The potential for a new working-class party is shown by a recent opinion poll conducted by Trust Barometer, which revealed that 61 per cent of potential voters agreed that Britain needs “needs a completely new type of political party to compete with the Conservatives and Labour for power”, and that three quarters said that they thought the UK was “heading in the wrong direction”. (https://www.independent.co.uk/news/uk/politics/labour-tories-starmer-sunak-poll-b2290995.html?r=44995) This does not appear to reflect any kind of far-right sentiment – overwhelmingly it appears to reflect discontent with the right-wing Tory regime and the belief that Labour under Starmer is like the Tories.

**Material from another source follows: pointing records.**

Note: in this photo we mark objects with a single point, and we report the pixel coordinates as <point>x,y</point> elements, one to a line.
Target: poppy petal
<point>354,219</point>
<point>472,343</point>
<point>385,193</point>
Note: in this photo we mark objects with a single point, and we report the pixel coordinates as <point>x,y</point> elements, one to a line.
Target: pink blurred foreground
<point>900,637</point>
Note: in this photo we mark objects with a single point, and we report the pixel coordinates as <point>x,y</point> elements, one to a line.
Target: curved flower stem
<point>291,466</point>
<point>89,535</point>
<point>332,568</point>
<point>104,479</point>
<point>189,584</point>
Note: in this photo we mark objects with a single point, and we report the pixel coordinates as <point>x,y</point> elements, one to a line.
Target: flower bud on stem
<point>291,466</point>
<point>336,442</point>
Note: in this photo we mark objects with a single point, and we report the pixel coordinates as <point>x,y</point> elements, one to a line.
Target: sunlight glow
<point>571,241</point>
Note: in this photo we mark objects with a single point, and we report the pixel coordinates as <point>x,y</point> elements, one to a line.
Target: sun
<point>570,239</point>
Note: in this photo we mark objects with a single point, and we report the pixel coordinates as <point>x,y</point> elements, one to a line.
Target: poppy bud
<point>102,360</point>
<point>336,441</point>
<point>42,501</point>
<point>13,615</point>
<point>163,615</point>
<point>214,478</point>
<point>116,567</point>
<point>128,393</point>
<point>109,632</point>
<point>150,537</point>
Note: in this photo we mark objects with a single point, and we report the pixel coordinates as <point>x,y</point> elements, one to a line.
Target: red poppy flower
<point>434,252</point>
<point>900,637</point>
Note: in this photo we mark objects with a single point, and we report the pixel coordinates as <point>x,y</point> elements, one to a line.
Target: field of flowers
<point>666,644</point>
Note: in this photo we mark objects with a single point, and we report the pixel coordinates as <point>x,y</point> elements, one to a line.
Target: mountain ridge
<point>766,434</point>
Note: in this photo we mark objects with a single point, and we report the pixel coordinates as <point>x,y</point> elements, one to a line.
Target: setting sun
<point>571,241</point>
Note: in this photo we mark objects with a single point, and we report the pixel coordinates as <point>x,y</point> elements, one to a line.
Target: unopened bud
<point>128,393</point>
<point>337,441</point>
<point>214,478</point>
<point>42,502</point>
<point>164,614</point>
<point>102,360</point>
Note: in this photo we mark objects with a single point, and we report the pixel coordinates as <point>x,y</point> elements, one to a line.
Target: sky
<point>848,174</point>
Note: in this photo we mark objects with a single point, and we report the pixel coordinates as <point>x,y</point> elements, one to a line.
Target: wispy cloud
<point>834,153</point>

The most advanced initiative towards such a development is the 2022 merger of Chris Williamson’s Resist Movement with the Socialist Labour Party, founded nearly three decades ago by miners’ leader Arthur Scargill after the Labour Party under Blair repudiated its bureaucratic-socialist Clause 4. As now a leading spokesperson for the SLP, comrade Williamson initiated No to NATO, No to War with George Galloway and his Workers Party. We hope these will come together in a principled party unification in due course and avoid/overcome the adaptation to right-populism that has marred the Workers Party in its founding period. Other initiatives that point in the same direction are the call for the convening of a conference to discuss and advance the formation of a new left-wing party, put forward by the Socialist Labour Network, which our comrades have also supported over the last period for its potential in this regard. The People’s Alliance of the Left (PAL), which includes Left Unity, TUSC (Trade Union and Socialist Coalition), the Northern Independence Party and the Breakthrough Party, is another strand that may have some role in the creation of such a party. If Corbyn were to bite the bullet and defy Starmer to stand as against Labour in Islington North that would undoubtedly galvanise much wider numbers, though it is far from clear that he has the political courage to do that. What is needed above all is a commitment to both free debate and working-class democracy, and a framework where political development in a genuinely working-class, revolutionary direction is possible.